On-premise servers are installed and maintained by your internal IT team.
All system components run in Docker containers on a single machine. The specs below apply to virtualized environments. For physical (bare metal) setups, contact KYP.ai for tailored requirements.

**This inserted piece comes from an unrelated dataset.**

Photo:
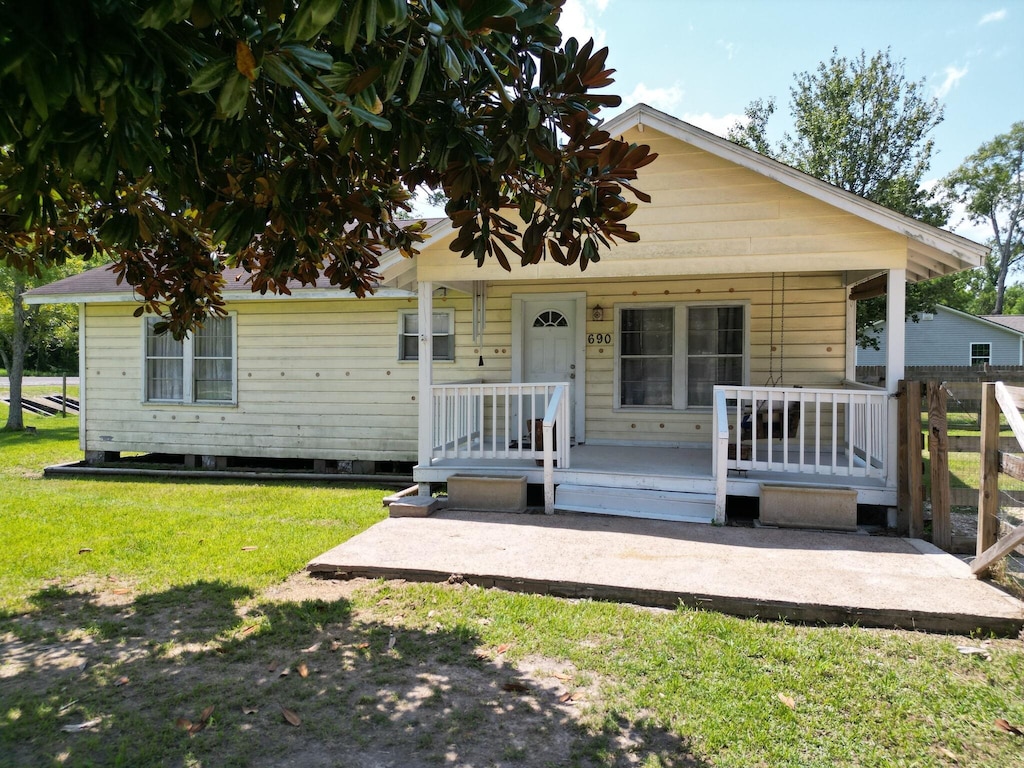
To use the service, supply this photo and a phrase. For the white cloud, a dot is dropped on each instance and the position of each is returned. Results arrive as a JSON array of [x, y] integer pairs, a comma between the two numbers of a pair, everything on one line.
[[666, 99], [718, 125], [995, 15], [953, 76], [579, 19]]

Infrastructure Requirements
💡 Key Notes:
The setup assumes server virtualization.
Resource needs to depend on data volume, number of users, and enabled features.
For environments with 1000+ users, consult the KYP.ai Team.
🖥️ Configuration for OPS Monitoring (No Screenshot Processing)
Users | <350 | 350 – 700 | 700 – 1000 | 1000 – 2300 | 2300 - 5000 |
|---|---|---|---|---|---|
CPU | 4 vCPU | 8 vCPU | 12 vCPU | 20 vCPU | 44 vCPU |
Memory | 32 GB | 48 GB | 64 GB | 128 GB | 256 GB |
Storage* | 0,15 - 1 TB / IOPS ~1000** | 1,8 TB / IOPS ~1500** | 2,5 TB / IOPS ~3000** | 5,6 TB / IOPS ~3000** | 12 TB / IOPS ~3000** |
📸 Configuration for Process Discovery / PoC (With Screenshot Processing)
Users | < 200 | 200 – 550 | 550 – 1000 | 1000 – 2650 | 2650 - 5000 |
|---|---|---|---|---|---|
CPU | 4 vCPU | 8 vCPU | 16 vCPU | 28 vCPU | 52 vCPU |
Memory | 32 GB | 64 GB | 128 GB | 256 GB | 512 GB |
Storage* | 0,3 - 1,4 TB / IOPS ~3000** | 3,6 TB / IOPS ~4500** | 6 TB / IOPS ~6000** | 17 TB / IOPS ~6000** | 27 TB / IOPS ~6000** |
* Fast, attached disk as the additional partition. File system: ext4 or xfs with ftype=1 (d_type support enabled).
** Storage calculated based on: 30 days screenshots retention, 20% usage of screenshot apps by all users and a 12 month contract.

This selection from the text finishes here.